It was assumed in the text that George's indifference curves do not cut the bottom or left-hand side of the box, and that Harriet's indifference curves do not cut the top or right-hand side of the box. The characterization of Pareto optimal and competitive allocations is a little more complex if they do. The next question deals with these complexities
Assume that George's indifference curves are linear and have slope -1. Assume that Harriet's indifference curves are linear and have slope -2.
a) Let X be an allocation in the interior of the box.
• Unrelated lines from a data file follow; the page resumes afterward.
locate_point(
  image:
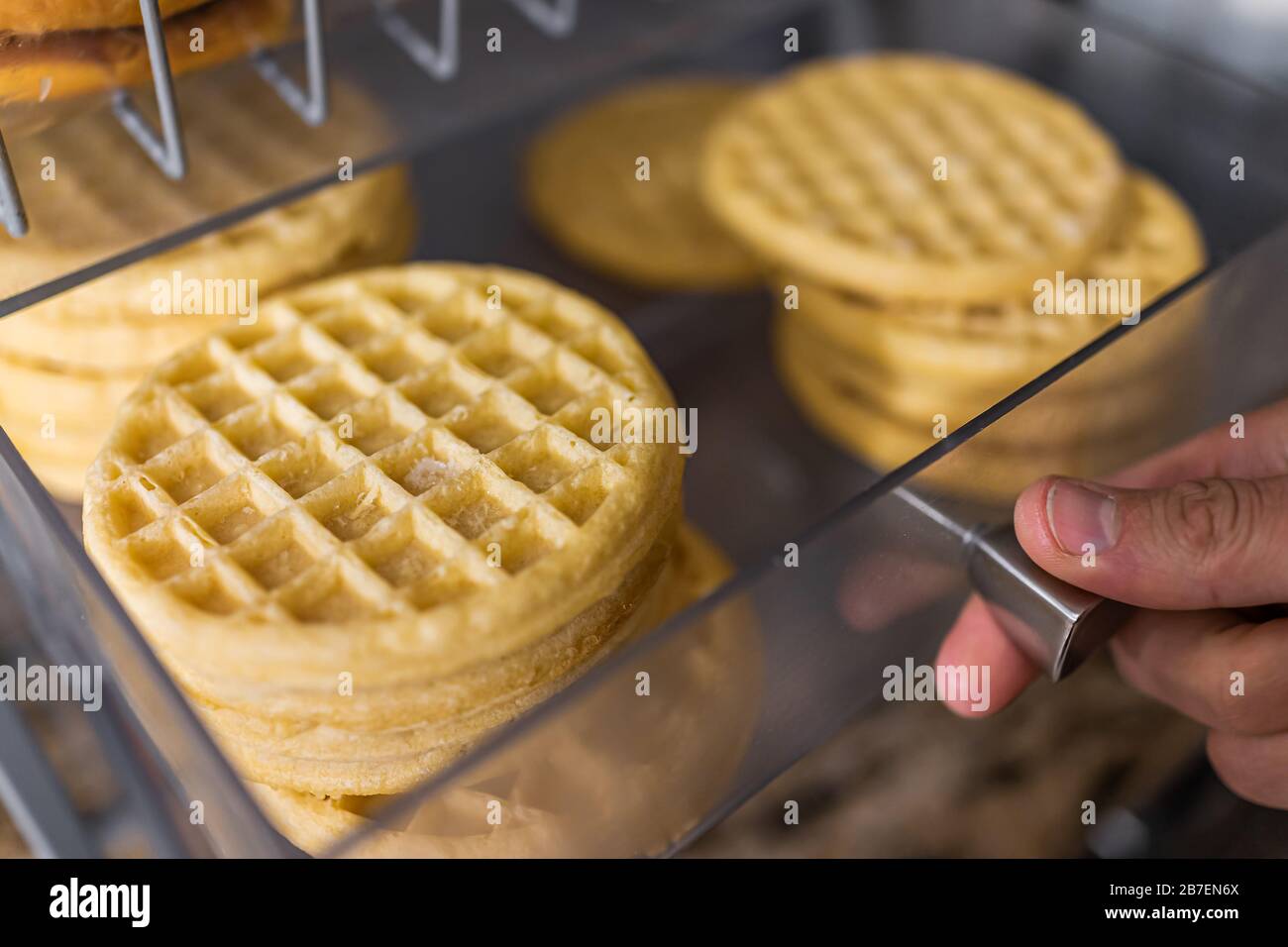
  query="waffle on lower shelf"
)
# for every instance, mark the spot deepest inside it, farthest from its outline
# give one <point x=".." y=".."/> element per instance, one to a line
<point x="391" y="479"/>
<point x="913" y="208"/>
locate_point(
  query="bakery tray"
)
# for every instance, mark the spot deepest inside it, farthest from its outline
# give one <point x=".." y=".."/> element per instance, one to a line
<point x="837" y="577"/>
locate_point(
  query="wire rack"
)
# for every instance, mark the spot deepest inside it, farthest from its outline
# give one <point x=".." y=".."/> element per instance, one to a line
<point x="163" y="142"/>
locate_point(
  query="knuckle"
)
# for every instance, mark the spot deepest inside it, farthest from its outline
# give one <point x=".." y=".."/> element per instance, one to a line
<point x="1210" y="521"/>
<point x="1231" y="714"/>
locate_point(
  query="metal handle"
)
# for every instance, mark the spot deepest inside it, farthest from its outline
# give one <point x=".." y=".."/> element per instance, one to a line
<point x="1055" y="624"/>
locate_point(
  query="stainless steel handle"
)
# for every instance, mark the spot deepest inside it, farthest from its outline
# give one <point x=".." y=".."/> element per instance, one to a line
<point x="1055" y="624"/>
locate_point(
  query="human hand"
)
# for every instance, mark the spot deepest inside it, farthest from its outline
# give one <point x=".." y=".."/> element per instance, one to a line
<point x="1194" y="538"/>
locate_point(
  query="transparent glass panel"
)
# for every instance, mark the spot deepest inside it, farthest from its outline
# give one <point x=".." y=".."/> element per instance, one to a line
<point x="745" y="684"/>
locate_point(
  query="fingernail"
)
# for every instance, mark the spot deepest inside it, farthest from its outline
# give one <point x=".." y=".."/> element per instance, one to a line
<point x="1080" y="514"/>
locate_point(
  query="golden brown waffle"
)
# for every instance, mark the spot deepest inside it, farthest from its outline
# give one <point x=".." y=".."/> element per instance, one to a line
<point x="107" y="328"/>
<point x="993" y="474"/>
<point x="65" y="365"/>
<point x="1006" y="343"/>
<point x="831" y="172"/>
<point x="545" y="812"/>
<point x="346" y="468"/>
<point x="248" y="146"/>
<point x="583" y="187"/>
<point x="63" y="64"/>
<point x="35" y="17"/>
<point x="877" y="376"/>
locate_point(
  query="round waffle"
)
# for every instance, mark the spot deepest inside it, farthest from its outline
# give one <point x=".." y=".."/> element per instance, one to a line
<point x="1008" y="343"/>
<point x="35" y="17"/>
<point x="542" y="818"/>
<point x="62" y="64"/>
<point x="77" y="356"/>
<point x="583" y="187"/>
<point x="1090" y="403"/>
<point x="831" y="172"/>
<point x="465" y="425"/>
<point x="995" y="474"/>
<point x="106" y="328"/>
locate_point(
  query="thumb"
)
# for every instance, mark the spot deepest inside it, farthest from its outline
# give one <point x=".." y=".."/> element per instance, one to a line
<point x="1199" y="544"/>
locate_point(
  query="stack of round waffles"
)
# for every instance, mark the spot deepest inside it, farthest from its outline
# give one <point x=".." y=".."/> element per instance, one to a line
<point x="911" y="209"/>
<point x="67" y="363"/>
<point x="56" y="50"/>
<point x="381" y="521"/>
<point x="614" y="183"/>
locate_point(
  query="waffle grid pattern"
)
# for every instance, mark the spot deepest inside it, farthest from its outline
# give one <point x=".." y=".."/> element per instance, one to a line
<point x="1158" y="244"/>
<point x="356" y="453"/>
<point x="836" y="153"/>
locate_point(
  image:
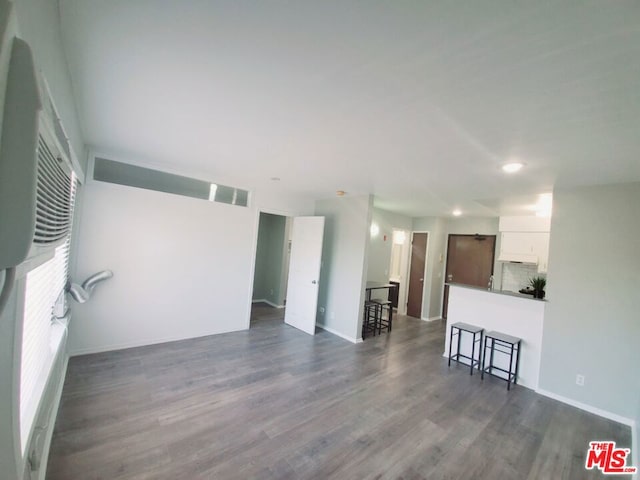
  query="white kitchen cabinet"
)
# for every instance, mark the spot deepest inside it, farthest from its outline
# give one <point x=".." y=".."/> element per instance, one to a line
<point x="526" y="247"/>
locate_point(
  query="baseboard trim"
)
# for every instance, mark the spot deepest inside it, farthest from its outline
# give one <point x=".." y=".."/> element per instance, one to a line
<point x="263" y="300"/>
<point x="588" y="408"/>
<point x="338" y="334"/>
<point x="143" y="343"/>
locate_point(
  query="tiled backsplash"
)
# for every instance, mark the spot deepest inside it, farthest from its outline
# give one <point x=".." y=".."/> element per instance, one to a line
<point x="516" y="275"/>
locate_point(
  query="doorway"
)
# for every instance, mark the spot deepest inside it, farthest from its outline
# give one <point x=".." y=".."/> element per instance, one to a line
<point x="399" y="269"/>
<point x="270" y="279"/>
<point x="417" y="271"/>
<point x="469" y="262"/>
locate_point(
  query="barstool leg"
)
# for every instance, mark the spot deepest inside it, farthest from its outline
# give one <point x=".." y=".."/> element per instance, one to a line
<point x="473" y="353"/>
<point x="484" y="358"/>
<point x="510" y="367"/>
<point x="450" y="343"/>
<point x="515" y="379"/>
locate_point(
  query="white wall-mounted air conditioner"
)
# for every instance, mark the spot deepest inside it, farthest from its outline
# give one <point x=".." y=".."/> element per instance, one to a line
<point x="35" y="173"/>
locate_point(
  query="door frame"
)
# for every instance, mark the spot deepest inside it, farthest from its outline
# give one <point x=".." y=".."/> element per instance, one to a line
<point x="424" y="273"/>
<point x="444" y="291"/>
<point x="254" y="254"/>
<point x="406" y="259"/>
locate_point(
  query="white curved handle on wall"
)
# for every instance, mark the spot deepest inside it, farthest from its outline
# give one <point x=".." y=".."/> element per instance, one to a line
<point x="82" y="293"/>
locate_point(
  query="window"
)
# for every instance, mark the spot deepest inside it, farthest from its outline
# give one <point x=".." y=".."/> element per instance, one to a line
<point x="42" y="333"/>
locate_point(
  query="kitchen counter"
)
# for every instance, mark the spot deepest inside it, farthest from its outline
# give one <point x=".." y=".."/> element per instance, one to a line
<point x="517" y="315"/>
<point x="499" y="292"/>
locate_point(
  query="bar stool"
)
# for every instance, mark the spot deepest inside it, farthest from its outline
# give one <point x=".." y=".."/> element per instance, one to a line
<point x="503" y="343"/>
<point x="476" y="332"/>
<point x="384" y="323"/>
<point x="370" y="319"/>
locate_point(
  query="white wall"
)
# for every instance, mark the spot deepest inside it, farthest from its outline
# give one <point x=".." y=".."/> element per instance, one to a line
<point x="592" y="325"/>
<point x="183" y="267"/>
<point x="344" y="253"/>
<point x="379" y="256"/>
<point x="39" y="25"/>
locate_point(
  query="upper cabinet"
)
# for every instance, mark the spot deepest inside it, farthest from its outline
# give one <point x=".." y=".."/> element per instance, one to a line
<point x="526" y="240"/>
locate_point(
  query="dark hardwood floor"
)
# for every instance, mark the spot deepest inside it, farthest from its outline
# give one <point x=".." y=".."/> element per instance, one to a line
<point x="275" y="403"/>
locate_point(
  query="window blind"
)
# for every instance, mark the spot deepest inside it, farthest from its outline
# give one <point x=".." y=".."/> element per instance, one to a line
<point x="44" y="288"/>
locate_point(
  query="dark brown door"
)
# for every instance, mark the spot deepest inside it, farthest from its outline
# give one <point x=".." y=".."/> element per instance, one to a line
<point x="416" y="274"/>
<point x="469" y="262"/>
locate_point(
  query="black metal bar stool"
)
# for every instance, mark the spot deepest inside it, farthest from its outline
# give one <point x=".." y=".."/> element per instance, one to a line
<point x="503" y="343"/>
<point x="384" y="323"/>
<point x="372" y="313"/>
<point x="477" y="337"/>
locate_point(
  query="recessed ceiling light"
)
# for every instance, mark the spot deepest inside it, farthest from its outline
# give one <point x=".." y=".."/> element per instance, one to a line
<point x="512" y="167"/>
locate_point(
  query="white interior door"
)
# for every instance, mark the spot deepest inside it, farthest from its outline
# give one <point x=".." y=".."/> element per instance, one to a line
<point x="304" y="273"/>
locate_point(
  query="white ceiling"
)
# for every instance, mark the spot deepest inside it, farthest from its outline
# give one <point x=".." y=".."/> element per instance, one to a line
<point x="417" y="103"/>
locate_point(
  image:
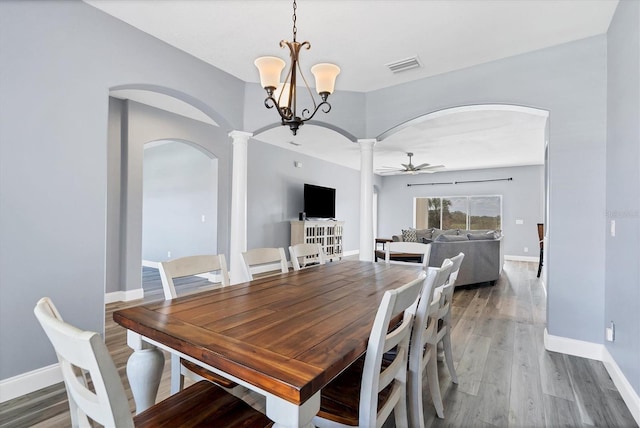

Show that all of the allocations that both George and Harriet believe to be at least as good as X lie within a triangular or diamond-shaped area.
b) Show that every allocation on the left-hand side or top of the box is Pareto optimal. Show that no other allocation is Pareto optimal.
c) Let p be the price of ale measured in bread. Find George's best attainable commodity bundle(s) when p is equal to 1 and when it is greater than 1. Find Harriet's best attainable commodity bundles when p is equal to 2 and when it is less than 2
d) Show that:
i) If a budget line with slope -1 cuts the top of the box, then 1 is a market-clearing price.
ii) If a budget line with slope -2 cuts the left side of the box, then 2 is a market-clearing price.
iii) If a budget line with slope -p cuts the top left corner of the box, and if p is between 1 and 2, p is a market-clearing price.